A cerimónia de celebração dos 121 de Gwaza Muthini, decorrida no passado dia 2, na Vila de Marracuene, Província de Maputo, foi marcada por muita euforia. Depois de muito tempo, a população testemunhou, uma vez mais, a saída de hipopótamos do rio Incomáti. Dois foram abatidos. E assim foi garantida a festança para todos.
O desaparecimento do animal, considerado sagrado para aquela cerimónia, era associado, por alguns nativos, à zanga dos espíritos. Um sumiço é assumido como prenúncio de fome e intempéries. Outros, menos fatalistas, associavam-no a salinidade das águas do Incomáti. O seu reaparecimento trouxe muita satisfação para os populares. É um bom sinal, assim acreditam.
A cerimónia, cujo lema foi “121 anos de Gwaza Muthini, unindo os moçambicanos na paz, rumo ao desenvolvimento”, contou com a presença do governador da província de Maputo, Raimundo Diomba, administrador do Distrito, Avelino Muchine, e da antiga governadora da província de Maputo, Telmina Pereira, entre outras entidades. Houve igualmente fortes exibições artístico-culturais.
As festividades estavam divididas em dois momentos: matinal e vespertino. Como já é de praxe, a manhã esteve centrada na actividade mais importante da celebração: o “Kuphahla”, uma cerimónia que visa evocar a resistência anti-colonial que opôs guerreiros comandados por Nwamatibyana, Zihlahla, Mahuzule, Mulungu e Mavzaya ao exército colonial português, em 1895.
Também comportou a habitual deposição de coroa de flores no monumento dos guerreiros, entoação do Hino nacional, feiras de saúde, educação, industrial, agro-pecuária, artes plásticas e do peixe, e ainda os discursos de ocasião.
Grupos de dança tradicional passearam a sua classe no evento e animaram aos que acorreram à cerimónia. Trata-se de Coral Khindlimuka, Xigubo de Abelhas de Mapulango, Makwayela Juramento de Cumbene, Xipenda de Mantimana, Ngalanga de Eduardo Mondlane, Grupo Nomu, Makwayela Sol Quente, Xigubo de Mincanhine.

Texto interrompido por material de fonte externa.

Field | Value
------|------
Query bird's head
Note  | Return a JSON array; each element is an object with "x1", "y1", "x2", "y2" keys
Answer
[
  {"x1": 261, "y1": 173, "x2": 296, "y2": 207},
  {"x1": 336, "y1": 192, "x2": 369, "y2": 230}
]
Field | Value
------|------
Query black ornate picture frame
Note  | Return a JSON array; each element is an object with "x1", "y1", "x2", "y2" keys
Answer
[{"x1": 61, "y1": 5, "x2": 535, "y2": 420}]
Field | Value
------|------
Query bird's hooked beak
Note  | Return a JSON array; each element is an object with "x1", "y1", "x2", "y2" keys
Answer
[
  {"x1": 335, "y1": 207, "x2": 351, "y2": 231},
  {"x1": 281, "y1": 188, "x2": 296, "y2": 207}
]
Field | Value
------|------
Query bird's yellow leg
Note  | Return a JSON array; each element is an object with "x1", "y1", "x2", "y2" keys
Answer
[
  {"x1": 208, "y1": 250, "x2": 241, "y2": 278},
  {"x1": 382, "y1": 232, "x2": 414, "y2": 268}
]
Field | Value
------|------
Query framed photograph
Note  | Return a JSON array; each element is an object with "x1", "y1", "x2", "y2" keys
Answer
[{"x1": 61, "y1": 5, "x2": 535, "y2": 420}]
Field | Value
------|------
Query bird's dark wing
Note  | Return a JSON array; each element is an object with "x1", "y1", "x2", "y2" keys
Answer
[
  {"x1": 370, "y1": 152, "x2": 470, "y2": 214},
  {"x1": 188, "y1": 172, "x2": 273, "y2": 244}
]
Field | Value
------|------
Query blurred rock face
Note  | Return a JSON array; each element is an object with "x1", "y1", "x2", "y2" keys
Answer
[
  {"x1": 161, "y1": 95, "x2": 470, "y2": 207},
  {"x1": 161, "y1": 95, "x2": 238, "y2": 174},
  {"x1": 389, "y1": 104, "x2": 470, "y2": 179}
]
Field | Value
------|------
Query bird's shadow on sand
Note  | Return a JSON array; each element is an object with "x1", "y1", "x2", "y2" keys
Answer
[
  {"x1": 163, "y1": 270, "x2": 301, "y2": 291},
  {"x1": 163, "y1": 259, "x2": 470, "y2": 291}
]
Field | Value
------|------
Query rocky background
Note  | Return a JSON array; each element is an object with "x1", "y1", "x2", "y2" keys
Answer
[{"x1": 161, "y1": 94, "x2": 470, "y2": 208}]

João Cossa, um dos presentes no evento, disse ao domingo que Gwaza Muthini é uma cerimónia que faz sempre questão de presenciar pois é revestida de muita alegria e emoção. “Gosto de estar aqui. É sempre uma experiência muito boa presenciar este evento e ver a vila de Marracuene tão abarrotada de gente, como fica neste dia”, disse.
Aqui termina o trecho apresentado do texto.